そのころぼくは神社巡りにはまっていて、時間を見つけてはそれこそ取り憑かれたように、大小さまざまな神社を参拝して回っていた。
山域の多い県北では、西金砂神社や東金砂神社、武生神社など神仏混淆、とくに修験道と密接にかかわり合いながら発展してきた神社が多く、御岩神社もそのひとつである。江戸時代には「御岩山大権現」と呼ばれて水戸藩の祈願所として栄えた。古き多くの遺構と、山あいに佇む境内の凛とした空気が当時の名残をいまだに感じさせるのである。
 
三本杉を眺め、仁王門をくぐり、たくさんの歴史的な遺構を見ながら少しずつ奥に上っていく。御岩神社拝殿はきりっとして、実にかっこいい神社である。ちょっと静神社に似てるような気もする。脇のもみじが鮮やかな青さで神社を彩っていて、しばらく見入ってしまった。
 
拝殿の左手の奥からさらに上、すなわち御岩山へと通ずる道がある。ちりんちりん、と音がするので何となく見守っていると、坂道をハイカーのおじさんが下りてきた。そのときには「ふうん、こんなに山登りの格好するほど大変なのかな?」と思ったくらいだったが、今なら当然の装備だな、と思うかもしれない。なかなか急坂があったりしてハードな道のりだったのだ。それに、御岩山から高鈴山方面へと向かうハイキングコースも整備されているのだ。そっちのほうから来た人だったのかもしれない。

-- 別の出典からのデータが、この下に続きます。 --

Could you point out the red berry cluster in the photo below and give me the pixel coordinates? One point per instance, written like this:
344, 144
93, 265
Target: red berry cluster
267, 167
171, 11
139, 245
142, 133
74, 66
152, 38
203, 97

この細い山道を登っていくと賀び(田に比)禮(かびれい、とよむ)神社があり、つまりこの一帯はそうとう昔(風土記にも記述があるのだ)から信仰の場だったのである。
  
さらに上を目指すと、急峻の岩場が出現し、よじのぼるような格好で登っていく。我ながらよく登ったもんだ。
 
その頃は山登りなんて考えてもいなかったから、鬱蒼とした山の中に入ってしまい結構びびっていた。人もいないし結構急な坂もあるし時折強い風が吹いたりして心細くもなった。何となく登っていったら着いてしまった山頂にも特に感慨はなく、まあここがここらへんで一番高いのか…くらいにしか思わなかった。
向陽台という場所があるみたいなのでそっちへ行こうと思ったのだけど、急な下り坂が下のほうまで続いているのでさすがにやめて引き返してしまった。脚はへとへとだし、喉がひどく渇いてしまったのだ。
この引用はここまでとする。